One more thing about Sarah and her husband Sam. Now that I am a minister, I know how to appreciate how much folks like them. For they were backers of their church and its ministers.
Every preacher knows that mistakes are going to be made and petty criticisms made, but Sam and Sarah always resolved that when unkind and unhelpful words were said in the church, it would not be by them. Charles Kennon, a former pastor, said at the funeral that if he had announced it was necessary to organize the Covington Presbyterian Church and send a rocket to the moon, Sarahs first words would have been, Where do I buy my ticket?
It is so easy to point out faults in the church, for the church presents a fat target and my branch of the church believes mightily in self-criticism but Sarah knew that the harder work is to go forward, and so, unlike me, she was neither a sentimentalist or a critic. In life, her great cause was the plight of the mentally ill. And a great deal of the reason that there are local services for such needs in West Tennessee is due to her interest and activity. While other people complained, Sarah got busy, and for a pastor, that just about sums up two classic types of church members.

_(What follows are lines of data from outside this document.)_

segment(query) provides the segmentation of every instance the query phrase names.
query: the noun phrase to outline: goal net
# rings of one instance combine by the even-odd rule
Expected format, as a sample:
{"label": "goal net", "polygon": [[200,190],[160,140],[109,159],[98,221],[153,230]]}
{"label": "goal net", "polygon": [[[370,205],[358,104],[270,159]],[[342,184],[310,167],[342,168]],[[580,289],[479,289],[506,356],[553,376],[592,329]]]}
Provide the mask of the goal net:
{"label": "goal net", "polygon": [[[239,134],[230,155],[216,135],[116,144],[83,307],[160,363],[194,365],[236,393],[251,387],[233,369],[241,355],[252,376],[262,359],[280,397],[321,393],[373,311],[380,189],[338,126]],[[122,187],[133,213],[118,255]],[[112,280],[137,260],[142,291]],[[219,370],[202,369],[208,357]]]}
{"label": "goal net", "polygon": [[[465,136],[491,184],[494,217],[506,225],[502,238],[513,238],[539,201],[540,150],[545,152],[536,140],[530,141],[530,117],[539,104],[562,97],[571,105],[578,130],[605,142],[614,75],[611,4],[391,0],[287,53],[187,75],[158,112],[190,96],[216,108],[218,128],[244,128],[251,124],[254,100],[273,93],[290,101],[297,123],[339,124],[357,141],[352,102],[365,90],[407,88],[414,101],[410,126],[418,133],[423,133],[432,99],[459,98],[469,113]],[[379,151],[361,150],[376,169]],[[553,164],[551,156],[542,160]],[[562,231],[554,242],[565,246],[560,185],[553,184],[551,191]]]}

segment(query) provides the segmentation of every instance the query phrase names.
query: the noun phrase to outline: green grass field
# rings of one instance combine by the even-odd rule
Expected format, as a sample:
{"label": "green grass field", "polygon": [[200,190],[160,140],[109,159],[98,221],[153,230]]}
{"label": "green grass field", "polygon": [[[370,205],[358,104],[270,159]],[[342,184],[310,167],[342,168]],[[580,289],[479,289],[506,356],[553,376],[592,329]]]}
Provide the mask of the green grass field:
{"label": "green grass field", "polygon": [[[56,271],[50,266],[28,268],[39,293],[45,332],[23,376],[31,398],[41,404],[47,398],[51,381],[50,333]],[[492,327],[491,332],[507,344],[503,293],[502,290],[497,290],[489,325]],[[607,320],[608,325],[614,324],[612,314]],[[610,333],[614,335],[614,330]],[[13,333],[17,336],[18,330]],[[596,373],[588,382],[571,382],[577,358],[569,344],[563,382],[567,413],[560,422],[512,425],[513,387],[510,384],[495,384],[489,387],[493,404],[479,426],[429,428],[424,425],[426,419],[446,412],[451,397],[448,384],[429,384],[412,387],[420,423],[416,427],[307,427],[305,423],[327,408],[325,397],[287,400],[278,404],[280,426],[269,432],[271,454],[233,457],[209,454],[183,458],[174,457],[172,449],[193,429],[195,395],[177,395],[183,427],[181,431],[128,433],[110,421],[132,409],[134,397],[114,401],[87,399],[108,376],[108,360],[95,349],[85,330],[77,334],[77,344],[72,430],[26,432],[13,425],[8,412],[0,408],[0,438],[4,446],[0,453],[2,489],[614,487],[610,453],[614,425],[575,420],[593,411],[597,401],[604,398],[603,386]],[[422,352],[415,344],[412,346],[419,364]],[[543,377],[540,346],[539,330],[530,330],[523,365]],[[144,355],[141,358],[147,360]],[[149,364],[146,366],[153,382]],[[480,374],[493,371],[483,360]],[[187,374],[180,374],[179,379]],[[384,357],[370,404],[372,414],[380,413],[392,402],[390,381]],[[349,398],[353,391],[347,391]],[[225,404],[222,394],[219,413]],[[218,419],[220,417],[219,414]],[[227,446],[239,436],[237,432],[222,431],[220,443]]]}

Sarah and Sam were not related to me (although my step-great-great-great grandmother was a Polly McClanahan). No matter. When my own parents were both sick with cancer and I was to receive my ministerial degree in Virginia, we were all standing around in our caps and gowns preening our academic feathers, and Sam and Sarah came over to say they would always be there if I needed extra parents, as I certainly did on that day, and have so often ever since.
Saying good-bye is terribly hard, but what kind of preacher would I be if I had not known such people as this? We would never think about it if they were not taken from us. And this is why I believe that even death serves its own good purpose.
Too bad, Sarah couldnt have laughed with us over that bit about her coming home from Nevada by way of Atlanta. Pausing momentarily from her Scrabble game the ever-present cross-word puzzle or game of solitaire, she would have winked at me and reduced us all to laughter with some wry retort about how that was just like the airline, trying to squeeze out one last dime!